Our aim is to fix everything that is fixable without risk of making a stable MySQL version less stable. In certain cases, this means we can fix an issue in the development versions, but not in the stable (production) version. Naturally, we document such issues so that users are aware.
Here is a description of how our build process works:
We monitor bugs from our customer support list, the bugs database at http://bugs.mysql.com/, and the MySQL external mailing lists.
All reported bugs for live versions are entered into the bugs database.
When we fix a bug, we always try to make a test case for it and include it into our test system to ensure that the bug will never recur without being detected. (About 90% of all fixed bugs have a test case.)
We create test cases for all new features we add to MySQL.
Before we start to build a new MySQL release, we ensure that all reported repeatable bugs for the MySQL version (3.23.x, 4.0.x, etc) are fixed. If something is impossible to fix (due to some internal design decision in MySQL), we document this in the manual. See section Known Errors and Design Deficiencies in MySQL.
We do a build on all platforms for which we support binaries (15+ platforms) and run our test suite and benchmark suite on all of them.
We will not publish a binary for a platform for which the test or benchmark suite fails. If the problem is due to a general error in the source, we fix it and do the build plus tests on all systems again from scratch.
The build and test process takes 2-3 days. If we receive a report regarding a fatal bug during this process (for example, one that causes a core dump), we fix the problem and restart the build process.
After publishing the binaries on http://dev.mysql.com/, we send
out an announcement message to the mysql and announce mailing
lists.
See section The MySQL Mailing Lists.
The announcement message contains a list
of all changes to the release and any known problems with the release.
The Known Problems section in the release notes has been needed
in only a handful of releases.
To quickly give our users access to the latest MySQL features, we do a new MySQL release every 4-8 weeks. Source code snapshots are built daily and are available at http://downloads.mysql.com/snapshots.php.

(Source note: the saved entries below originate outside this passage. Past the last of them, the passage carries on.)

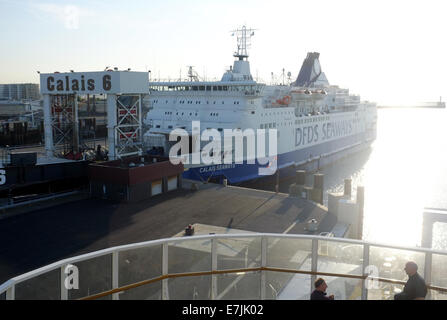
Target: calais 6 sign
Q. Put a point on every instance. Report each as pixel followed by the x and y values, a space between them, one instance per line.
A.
pixel 107 82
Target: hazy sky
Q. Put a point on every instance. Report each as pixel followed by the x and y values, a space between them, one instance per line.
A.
pixel 385 51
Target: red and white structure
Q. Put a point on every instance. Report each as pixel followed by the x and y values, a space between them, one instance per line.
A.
pixel 125 91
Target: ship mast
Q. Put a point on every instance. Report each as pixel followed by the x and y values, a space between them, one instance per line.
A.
pixel 243 42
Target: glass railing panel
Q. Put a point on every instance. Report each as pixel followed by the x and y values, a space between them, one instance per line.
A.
pixel 95 276
pixel 189 256
pixel 138 265
pixel 44 287
pixel 239 286
pixel 238 253
pixel 190 288
pixel 390 263
pixel 439 270
pixel 340 257
pixel 150 291
pixel 344 288
pixel 287 286
pixel 384 291
pixel 289 253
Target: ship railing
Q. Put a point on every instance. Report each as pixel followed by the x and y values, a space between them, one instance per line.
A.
pixel 233 266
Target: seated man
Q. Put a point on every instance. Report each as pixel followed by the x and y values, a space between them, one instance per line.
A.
pixel 320 291
pixel 415 288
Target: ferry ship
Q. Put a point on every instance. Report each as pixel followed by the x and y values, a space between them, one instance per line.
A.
pixel 316 122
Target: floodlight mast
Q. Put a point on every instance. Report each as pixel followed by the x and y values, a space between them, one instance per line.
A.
pixel 243 42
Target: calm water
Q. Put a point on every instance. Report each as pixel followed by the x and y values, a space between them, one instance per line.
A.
pixel 404 171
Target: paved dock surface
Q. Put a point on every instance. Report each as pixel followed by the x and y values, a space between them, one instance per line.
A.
pixel 38 238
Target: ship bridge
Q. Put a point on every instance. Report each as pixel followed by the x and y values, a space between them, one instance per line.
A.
pixel 233 266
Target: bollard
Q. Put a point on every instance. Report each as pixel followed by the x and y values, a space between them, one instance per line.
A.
pixel 319 181
pixel 348 187
pixel 317 192
pixel 300 177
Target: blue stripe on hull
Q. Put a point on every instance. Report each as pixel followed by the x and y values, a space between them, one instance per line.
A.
pixel 243 172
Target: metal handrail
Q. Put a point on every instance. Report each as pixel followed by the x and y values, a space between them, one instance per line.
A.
pixel 220 272
pixel 10 284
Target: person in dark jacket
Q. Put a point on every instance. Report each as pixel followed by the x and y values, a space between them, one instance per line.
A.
pixel 415 288
pixel 320 291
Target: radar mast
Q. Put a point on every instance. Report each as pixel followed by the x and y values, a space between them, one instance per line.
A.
pixel 243 42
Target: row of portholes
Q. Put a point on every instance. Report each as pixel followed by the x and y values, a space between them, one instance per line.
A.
pixel 213 114
pixel 197 102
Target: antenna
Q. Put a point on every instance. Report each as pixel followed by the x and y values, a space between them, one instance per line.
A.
pixel 192 74
pixel 243 41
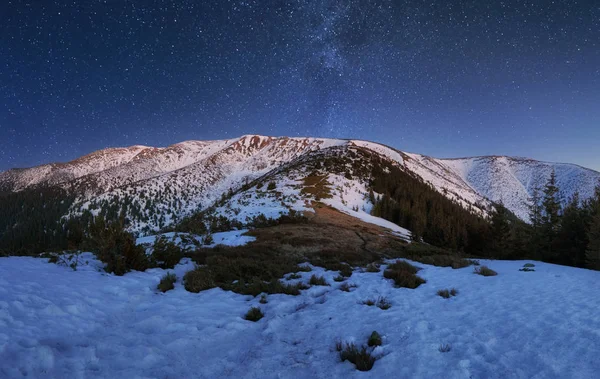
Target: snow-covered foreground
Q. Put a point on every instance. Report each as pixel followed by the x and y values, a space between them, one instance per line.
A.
pixel 59 323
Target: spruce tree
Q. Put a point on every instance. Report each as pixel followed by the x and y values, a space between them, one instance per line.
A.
pixel 550 219
pixel 500 232
pixel 593 234
pixel 571 238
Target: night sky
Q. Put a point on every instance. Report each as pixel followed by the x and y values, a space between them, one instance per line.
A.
pixel 438 77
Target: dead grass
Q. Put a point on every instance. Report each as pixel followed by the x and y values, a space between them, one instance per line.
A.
pixel 431 255
pixel 446 294
pixel 254 314
pixel 317 281
pixel 445 348
pixel 372 267
pixel 404 275
pixel 346 287
pixel 374 339
pixel 484 271
pixel 167 282
pixel 381 302
pixel 361 358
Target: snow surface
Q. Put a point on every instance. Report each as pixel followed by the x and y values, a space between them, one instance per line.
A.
pixel 230 238
pixel 512 181
pixel 60 323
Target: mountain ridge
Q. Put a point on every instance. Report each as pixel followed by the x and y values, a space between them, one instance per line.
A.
pixel 191 175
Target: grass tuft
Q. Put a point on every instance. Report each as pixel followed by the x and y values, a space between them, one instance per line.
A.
pixel 317 281
pixel 375 339
pixel 382 303
pixel 444 348
pixel 167 282
pixel 346 270
pixel 404 275
pixel 484 271
pixel 446 294
pixel 362 359
pixel 346 287
pixel 198 280
pixel 526 269
pixel 254 314
pixel 372 267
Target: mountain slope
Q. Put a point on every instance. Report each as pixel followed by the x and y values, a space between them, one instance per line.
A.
pixel 155 187
pixel 512 181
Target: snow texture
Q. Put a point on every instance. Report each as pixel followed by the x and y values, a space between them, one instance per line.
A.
pixel 60 323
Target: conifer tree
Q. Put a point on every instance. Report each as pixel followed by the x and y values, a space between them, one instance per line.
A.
pixel 550 219
pixel 593 234
pixel 500 232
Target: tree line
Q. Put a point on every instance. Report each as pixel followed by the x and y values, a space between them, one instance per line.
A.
pixel 562 233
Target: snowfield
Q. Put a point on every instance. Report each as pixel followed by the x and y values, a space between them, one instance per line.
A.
pixel 59 323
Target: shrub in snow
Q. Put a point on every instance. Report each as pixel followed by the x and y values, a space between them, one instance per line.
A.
pixel 346 270
pixel 116 247
pixel 362 359
pixel 166 254
pixel 372 267
pixel 254 314
pixel 208 239
pixel 346 287
pixel 446 294
pixel 304 268
pixel 485 271
pixel 374 339
pixel 404 275
pixel 198 280
pixel 167 282
pixel 381 303
pixel 317 281
pixel 434 256
pixel 444 348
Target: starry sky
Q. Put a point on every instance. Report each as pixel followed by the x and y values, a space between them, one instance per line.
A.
pixel 437 77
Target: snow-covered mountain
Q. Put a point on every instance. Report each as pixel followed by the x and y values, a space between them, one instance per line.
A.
pixel 157 186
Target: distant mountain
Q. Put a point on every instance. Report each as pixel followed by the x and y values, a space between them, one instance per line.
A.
pixel 156 187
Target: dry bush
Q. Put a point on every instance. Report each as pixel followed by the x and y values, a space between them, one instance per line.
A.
pixel 446 294
pixel 317 281
pixel 375 339
pixel 254 314
pixel 372 267
pixel 362 359
pixel 167 282
pixel 484 271
pixel 382 303
pixel 444 348
pixel 346 287
pixel 198 280
pixel 404 275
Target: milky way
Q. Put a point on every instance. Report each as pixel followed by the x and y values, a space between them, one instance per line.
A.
pixel 447 78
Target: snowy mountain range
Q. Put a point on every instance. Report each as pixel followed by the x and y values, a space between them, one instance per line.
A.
pixel 158 186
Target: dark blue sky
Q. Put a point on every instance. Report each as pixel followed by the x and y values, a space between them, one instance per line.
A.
pixel 444 78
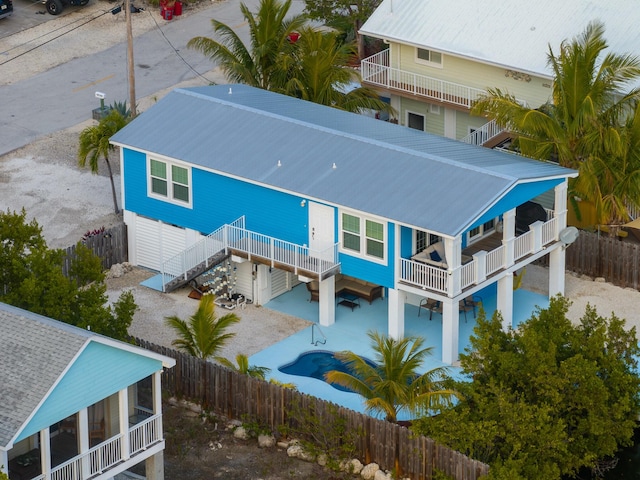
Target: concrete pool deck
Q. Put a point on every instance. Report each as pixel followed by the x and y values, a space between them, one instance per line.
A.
pixel 350 333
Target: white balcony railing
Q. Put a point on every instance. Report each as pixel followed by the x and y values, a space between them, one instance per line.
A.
pixel 104 456
pixel 436 279
pixel 376 70
pixel 235 238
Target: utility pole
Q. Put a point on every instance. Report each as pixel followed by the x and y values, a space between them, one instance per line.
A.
pixel 130 63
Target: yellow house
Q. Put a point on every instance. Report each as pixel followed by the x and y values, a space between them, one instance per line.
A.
pixel 443 54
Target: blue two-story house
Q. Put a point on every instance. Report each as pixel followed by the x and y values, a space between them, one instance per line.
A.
pixel 289 191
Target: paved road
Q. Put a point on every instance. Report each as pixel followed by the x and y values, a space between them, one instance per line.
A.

If, after the release is done, we get any bug reports that, despite our best
efforts, there was something critically wrong with the build on a specific
platform, we will fix it at once and build a new 'a' release for that
platform. Thanks to our large user base, problems are found quickly.
Our track record for making good releases is quite good. In the last
150 releases, we had to do a new build for fewer than 10 releases. In three
of these cases, the bug was a faulty glibc library on one of our build
machines that took us a long time to track down.